Secondary Infektion did not focus on domestic British electoral politics but it did try to influence the Brexit referendum. Two of its accounts claimed that the British government was cheating ahead of the vote. The operation probably tried to destabilise US and UK trade talks by leaking a trove of apparently genuine documents on Reddit. The documents were subsequently e-mailed to the UK Labour Party which exploited them during the election of 12 December 2019. The leak and the methods used to promote the material bore the hallmarks of a Secondary Infektion operation.

However, the leak was not intended to help Labour but to weaken trust between the US and the UK.


Post Truth Truama

The operation’s main focus was sowing discord and, as the authors of the report note, trying “to set Poles against Germans, Germans against Americans, Americans against Britons, and absolutely everyone against Ukrainians”.
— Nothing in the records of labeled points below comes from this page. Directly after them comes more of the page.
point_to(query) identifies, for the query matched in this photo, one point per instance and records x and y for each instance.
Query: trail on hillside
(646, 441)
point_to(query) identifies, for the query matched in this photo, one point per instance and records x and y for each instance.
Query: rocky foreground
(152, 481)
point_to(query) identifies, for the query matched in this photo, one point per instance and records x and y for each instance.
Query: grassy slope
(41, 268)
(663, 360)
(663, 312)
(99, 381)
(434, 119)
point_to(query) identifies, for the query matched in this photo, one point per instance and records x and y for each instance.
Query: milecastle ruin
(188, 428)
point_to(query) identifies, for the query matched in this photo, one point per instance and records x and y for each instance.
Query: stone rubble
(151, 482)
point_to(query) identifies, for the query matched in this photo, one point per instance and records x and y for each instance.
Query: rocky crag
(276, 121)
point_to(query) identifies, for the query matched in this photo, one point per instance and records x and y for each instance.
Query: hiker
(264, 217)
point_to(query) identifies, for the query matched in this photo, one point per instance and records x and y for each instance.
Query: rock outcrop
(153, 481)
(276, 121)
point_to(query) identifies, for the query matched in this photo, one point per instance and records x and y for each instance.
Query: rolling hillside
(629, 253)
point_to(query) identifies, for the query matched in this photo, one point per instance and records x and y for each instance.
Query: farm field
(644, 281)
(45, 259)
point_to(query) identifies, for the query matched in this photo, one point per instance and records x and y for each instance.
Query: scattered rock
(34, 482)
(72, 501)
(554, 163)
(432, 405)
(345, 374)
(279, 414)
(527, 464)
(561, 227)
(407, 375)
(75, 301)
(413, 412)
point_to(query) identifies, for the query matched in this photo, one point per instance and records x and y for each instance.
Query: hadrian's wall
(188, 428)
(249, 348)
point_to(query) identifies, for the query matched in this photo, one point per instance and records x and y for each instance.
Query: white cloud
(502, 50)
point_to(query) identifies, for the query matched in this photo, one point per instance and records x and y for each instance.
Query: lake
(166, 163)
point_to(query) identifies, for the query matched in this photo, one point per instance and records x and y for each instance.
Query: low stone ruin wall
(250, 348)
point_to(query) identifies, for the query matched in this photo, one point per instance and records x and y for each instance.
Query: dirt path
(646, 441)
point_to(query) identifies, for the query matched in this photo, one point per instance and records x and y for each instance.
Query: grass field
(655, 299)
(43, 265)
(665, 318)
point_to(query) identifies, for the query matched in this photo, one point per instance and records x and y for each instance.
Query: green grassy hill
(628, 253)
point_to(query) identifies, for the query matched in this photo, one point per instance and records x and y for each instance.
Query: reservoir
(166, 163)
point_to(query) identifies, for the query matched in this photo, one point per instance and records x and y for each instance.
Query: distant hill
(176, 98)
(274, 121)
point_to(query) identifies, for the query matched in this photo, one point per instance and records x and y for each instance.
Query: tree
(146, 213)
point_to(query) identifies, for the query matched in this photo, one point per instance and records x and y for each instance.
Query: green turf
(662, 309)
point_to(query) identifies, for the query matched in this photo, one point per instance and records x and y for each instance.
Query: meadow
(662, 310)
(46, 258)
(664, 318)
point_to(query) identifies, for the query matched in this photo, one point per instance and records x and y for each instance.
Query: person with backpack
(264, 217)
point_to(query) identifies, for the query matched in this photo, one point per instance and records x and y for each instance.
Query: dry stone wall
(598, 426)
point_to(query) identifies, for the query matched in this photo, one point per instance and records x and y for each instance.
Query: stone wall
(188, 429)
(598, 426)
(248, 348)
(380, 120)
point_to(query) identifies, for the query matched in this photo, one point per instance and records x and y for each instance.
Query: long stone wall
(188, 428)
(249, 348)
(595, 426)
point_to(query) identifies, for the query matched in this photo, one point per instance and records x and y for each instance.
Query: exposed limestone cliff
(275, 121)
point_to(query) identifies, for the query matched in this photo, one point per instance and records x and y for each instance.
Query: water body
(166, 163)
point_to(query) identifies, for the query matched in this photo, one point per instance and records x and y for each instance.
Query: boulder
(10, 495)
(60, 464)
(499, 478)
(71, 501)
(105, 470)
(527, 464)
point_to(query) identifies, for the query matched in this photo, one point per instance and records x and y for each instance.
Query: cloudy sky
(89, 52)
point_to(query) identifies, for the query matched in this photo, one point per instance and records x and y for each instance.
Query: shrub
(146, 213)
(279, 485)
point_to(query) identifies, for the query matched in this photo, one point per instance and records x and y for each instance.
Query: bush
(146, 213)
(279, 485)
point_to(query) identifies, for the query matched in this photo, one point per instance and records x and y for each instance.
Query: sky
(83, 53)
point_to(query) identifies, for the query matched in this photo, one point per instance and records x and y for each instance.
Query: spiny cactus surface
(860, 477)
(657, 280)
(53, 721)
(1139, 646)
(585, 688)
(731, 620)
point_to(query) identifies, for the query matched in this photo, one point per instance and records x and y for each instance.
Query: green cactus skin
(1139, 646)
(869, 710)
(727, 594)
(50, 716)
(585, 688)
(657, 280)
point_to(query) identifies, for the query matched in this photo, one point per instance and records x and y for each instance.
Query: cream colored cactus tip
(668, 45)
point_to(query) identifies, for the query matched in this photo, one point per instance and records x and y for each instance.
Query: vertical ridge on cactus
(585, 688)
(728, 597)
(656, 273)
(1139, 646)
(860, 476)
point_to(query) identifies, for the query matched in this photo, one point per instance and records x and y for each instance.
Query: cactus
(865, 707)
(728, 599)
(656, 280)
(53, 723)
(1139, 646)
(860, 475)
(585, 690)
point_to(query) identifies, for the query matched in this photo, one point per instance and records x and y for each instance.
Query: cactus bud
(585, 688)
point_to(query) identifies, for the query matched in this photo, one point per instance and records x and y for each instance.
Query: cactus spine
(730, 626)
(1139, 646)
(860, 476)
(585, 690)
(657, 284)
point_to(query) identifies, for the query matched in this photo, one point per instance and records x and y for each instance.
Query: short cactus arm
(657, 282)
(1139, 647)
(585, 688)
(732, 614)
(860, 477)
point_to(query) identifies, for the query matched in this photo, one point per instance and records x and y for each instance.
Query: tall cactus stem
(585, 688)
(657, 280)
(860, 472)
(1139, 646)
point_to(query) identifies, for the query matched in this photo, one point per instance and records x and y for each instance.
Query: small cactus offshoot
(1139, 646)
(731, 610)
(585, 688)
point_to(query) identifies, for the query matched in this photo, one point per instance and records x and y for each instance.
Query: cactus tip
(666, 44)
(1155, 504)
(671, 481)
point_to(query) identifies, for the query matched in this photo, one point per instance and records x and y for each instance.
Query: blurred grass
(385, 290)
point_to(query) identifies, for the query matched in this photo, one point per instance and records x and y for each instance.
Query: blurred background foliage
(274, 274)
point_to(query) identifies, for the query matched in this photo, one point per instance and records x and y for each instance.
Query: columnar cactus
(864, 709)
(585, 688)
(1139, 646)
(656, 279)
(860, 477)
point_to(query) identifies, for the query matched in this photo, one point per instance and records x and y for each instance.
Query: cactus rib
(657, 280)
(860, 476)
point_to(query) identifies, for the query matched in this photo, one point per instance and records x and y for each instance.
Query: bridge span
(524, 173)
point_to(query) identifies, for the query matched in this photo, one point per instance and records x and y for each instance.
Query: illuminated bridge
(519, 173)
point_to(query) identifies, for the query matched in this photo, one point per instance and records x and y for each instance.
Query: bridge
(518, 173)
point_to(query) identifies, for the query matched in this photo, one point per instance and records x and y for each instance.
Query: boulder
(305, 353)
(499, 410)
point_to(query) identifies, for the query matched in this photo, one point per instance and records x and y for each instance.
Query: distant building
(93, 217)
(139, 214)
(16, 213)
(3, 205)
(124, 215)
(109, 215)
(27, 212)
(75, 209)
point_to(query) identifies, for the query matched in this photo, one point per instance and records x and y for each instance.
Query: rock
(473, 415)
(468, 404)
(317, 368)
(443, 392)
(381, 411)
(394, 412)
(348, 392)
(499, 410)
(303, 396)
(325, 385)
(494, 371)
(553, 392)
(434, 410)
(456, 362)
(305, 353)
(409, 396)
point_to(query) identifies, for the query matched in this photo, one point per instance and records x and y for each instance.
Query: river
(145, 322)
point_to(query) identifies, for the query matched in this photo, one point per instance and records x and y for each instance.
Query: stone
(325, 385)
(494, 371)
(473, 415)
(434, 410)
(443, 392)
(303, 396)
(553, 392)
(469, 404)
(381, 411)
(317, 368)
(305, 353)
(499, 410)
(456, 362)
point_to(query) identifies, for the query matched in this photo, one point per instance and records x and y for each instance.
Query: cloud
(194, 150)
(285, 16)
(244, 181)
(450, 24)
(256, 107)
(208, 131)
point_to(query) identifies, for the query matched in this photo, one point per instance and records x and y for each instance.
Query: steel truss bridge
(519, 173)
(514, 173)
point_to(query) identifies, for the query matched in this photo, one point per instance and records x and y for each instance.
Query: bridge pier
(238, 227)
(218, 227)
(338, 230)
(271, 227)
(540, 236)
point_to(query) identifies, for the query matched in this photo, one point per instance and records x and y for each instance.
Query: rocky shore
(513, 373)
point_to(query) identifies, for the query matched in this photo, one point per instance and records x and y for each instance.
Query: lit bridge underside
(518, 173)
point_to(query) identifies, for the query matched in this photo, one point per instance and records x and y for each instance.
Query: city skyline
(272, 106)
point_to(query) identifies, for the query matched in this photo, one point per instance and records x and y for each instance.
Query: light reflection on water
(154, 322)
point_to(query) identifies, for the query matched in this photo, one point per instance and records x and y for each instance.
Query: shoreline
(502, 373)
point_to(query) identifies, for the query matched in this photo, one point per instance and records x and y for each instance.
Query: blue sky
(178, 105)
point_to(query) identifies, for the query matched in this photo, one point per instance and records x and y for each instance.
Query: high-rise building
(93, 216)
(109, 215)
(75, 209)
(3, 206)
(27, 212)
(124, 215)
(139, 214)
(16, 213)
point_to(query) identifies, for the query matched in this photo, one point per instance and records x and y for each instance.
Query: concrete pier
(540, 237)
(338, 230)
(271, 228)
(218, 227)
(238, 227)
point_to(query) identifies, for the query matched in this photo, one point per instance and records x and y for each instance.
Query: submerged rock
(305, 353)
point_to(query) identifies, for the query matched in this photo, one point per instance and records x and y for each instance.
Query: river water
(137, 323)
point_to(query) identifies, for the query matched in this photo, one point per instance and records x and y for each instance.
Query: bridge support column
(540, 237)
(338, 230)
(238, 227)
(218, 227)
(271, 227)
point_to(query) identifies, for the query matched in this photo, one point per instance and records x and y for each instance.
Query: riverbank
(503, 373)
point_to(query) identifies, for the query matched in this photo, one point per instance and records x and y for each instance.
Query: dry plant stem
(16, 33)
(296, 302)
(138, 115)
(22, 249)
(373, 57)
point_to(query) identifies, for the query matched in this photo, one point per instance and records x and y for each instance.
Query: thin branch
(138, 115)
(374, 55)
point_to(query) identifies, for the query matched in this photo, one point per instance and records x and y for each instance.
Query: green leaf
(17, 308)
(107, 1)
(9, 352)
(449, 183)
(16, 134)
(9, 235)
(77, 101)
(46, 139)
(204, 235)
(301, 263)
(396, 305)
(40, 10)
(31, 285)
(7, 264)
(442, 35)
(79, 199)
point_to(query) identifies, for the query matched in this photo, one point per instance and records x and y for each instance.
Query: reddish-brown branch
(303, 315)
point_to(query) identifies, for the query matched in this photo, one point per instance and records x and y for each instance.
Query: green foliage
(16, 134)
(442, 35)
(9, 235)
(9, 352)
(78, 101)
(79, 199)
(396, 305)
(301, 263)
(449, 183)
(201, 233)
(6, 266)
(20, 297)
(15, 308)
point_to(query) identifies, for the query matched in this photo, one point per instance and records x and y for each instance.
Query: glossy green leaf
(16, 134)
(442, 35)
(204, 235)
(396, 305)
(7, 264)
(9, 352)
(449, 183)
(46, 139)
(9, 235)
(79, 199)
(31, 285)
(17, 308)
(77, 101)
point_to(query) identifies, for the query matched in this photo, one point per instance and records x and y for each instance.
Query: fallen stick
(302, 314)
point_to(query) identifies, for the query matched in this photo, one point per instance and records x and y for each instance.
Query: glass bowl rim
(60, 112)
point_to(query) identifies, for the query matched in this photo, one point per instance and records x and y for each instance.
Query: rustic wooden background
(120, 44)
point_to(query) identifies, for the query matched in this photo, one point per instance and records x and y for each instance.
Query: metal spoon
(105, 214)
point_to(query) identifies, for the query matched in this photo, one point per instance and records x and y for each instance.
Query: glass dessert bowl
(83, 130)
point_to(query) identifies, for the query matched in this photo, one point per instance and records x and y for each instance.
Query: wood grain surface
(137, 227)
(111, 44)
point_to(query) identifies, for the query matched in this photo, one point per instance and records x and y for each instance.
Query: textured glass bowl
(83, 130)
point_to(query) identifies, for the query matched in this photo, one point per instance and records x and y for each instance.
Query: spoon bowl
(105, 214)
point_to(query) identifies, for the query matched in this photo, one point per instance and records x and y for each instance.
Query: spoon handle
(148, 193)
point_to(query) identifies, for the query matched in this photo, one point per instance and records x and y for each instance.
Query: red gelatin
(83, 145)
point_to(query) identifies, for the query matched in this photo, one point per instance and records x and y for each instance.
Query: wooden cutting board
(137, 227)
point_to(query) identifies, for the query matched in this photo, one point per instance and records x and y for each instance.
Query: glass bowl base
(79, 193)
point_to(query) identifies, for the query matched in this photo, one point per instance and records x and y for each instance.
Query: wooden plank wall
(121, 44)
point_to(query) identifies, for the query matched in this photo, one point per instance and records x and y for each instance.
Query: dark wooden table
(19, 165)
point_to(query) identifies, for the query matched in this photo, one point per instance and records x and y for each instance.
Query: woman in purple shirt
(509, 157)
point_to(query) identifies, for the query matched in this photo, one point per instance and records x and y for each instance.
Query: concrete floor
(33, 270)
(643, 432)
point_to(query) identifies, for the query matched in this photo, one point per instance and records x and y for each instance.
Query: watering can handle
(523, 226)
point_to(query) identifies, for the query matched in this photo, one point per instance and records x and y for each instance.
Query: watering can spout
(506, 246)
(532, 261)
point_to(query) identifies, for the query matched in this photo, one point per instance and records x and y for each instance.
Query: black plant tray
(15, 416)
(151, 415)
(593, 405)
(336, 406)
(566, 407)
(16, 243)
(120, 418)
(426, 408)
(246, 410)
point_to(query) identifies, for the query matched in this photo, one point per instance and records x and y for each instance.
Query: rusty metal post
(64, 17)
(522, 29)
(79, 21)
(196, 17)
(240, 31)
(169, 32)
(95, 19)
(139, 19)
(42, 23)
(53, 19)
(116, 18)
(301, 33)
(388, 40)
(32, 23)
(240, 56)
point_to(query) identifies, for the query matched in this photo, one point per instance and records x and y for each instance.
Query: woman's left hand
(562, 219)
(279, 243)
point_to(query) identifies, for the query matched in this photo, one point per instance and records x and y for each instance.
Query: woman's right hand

Graphika is sceptical about its impact, noting Secondary Infektion’s use of ‘burner’ accounts with a limited following and audience for its fakes. But maybe the audience reach of Secondary Infektion’s fakes is not the whole story.

The operation may have been part of a package of Russian measures which are aimed at transforming the political climate in western countries. There are now many voters and politicians in the West who believe that using fakes is an acceptable way to promote your cause. Dutch opposition politicians such as Thierry Baudet have circulated bogus claims about flight MH17, arguing that it might not have been shot down by Russia. Right-wing activists in the UK are circulating their own fakes about the Black Lives Matter (BLM) protests. These involve claims that a BLM protestor slit the throat of a British ‘patriot’ while others threw a brick at a police horse.

Some of those who have posted these forgeries know they are fake, but will not remove them because they believe that the truth no longer matters. That may be the lasting legacy of Secondary Infektion and Russia’s wider subversion of the West.